This is the mail archive of the systemtap@sourceware.org mailing list for the systemtap project.


Index Nav: [Date Index] [Subject Index] [Author Index] [Thread Index]
Message Nav: [Date Prev] [Date Next] [Thread Prev] [Thread Next]
Other format: [Raw text]

Re: exercising current aarch64 kprobe support with systemtap


On 07/04/2016 08:46 AM, Pratyush Anand wrote:
Hi Will,

I did some more debugging, and this is what my understanding is:

- While executing this test page_counter_cancel() is called. Probably
there is an out of memory scenario.
- page_counter_cancel() calls WARN_ON_ONCE(new < 0);
- WARN_ON_ONCE() causes to invoke brk BUG_BRK_IMM (brk 0x800) instruction
- Execution of brk 0x800 invokes calling of bug_handler()
- bug_handler() calls report_bug() which calls __warn()
- __warn() does lot of pr_warn()  which invokes print_worker_info()
where we have a kprobe instrumented.
- Therefore, we are encountering this issue.


~Pratyush


It sounds like the only fix would be to expand the blacklist to any function that could be called in a debug exception-handling context? I have to think by the time this (fluid) list of functions were compiled there would be an awful lot of unprobeable code. Do we think there is any reasonable approach to making this less likely to happen when using kprobes, without extensive blacklisting?

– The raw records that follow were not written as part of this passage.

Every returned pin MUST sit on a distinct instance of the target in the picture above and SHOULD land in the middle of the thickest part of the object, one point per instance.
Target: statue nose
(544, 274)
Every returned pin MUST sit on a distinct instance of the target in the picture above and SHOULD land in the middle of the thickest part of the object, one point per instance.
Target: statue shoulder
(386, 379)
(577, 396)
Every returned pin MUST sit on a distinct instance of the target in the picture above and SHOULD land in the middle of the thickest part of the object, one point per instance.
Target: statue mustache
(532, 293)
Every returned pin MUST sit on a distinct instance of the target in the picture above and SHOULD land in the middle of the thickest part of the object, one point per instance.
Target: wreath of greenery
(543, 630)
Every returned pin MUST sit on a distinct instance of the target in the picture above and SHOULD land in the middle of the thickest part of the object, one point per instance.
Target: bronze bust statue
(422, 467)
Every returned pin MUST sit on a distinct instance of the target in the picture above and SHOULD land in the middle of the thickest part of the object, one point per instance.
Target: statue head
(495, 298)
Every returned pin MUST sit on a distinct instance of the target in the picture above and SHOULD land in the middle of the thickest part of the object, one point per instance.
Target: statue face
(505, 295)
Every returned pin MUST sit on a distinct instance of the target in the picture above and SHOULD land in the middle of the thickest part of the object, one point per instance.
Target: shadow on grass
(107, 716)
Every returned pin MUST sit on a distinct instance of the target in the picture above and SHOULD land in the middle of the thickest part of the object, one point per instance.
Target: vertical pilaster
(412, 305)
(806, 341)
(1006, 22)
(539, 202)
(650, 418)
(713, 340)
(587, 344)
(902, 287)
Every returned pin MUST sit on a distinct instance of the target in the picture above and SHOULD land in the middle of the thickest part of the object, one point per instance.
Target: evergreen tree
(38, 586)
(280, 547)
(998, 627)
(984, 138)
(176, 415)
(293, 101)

I pushed a v15 branch to my repo last night and I'd like to email the patches out ASAP if we think this issue is either acceptable, or best addressed after the feature is in place.




On Tue, Jun 28, 2016 at 8:50 AM, William Cohen <wcohen@redhat.com> wrote:
On 06/27/2016 10:18 AM, Pratyush Anand wrote:
Hi Will,

On 23/06/2016:03:22:44 PM, William Cohen wrote:
On 06/23/2016 02:26 PM, David Long wrote:
On 06/23/2016 11:49 AM, William Cohen wrote:
On 06/22/2016 11:18 PM, David Long wrote:
On 06/22/2016 04:24 PM, William Cohen wrote:
Hi all,

When running the current systemtap checked out from the git repository
and a locally built kernel with the kprobes64-v13 patches (the
test_upstream_arm64_devel branch of
https://github.com/pratyushanand/linux) on Fedora 23 machine one of
the kprobes_onthefly.exp tests is causing the machine to get in a
state that requires rebooting to fix.  This can be triggered by running a
portion of the systemtap tests with:

    make installcheck RUNTESTFLAGS="--debug systemtap.onthefly/kprobes_onthefly.exp"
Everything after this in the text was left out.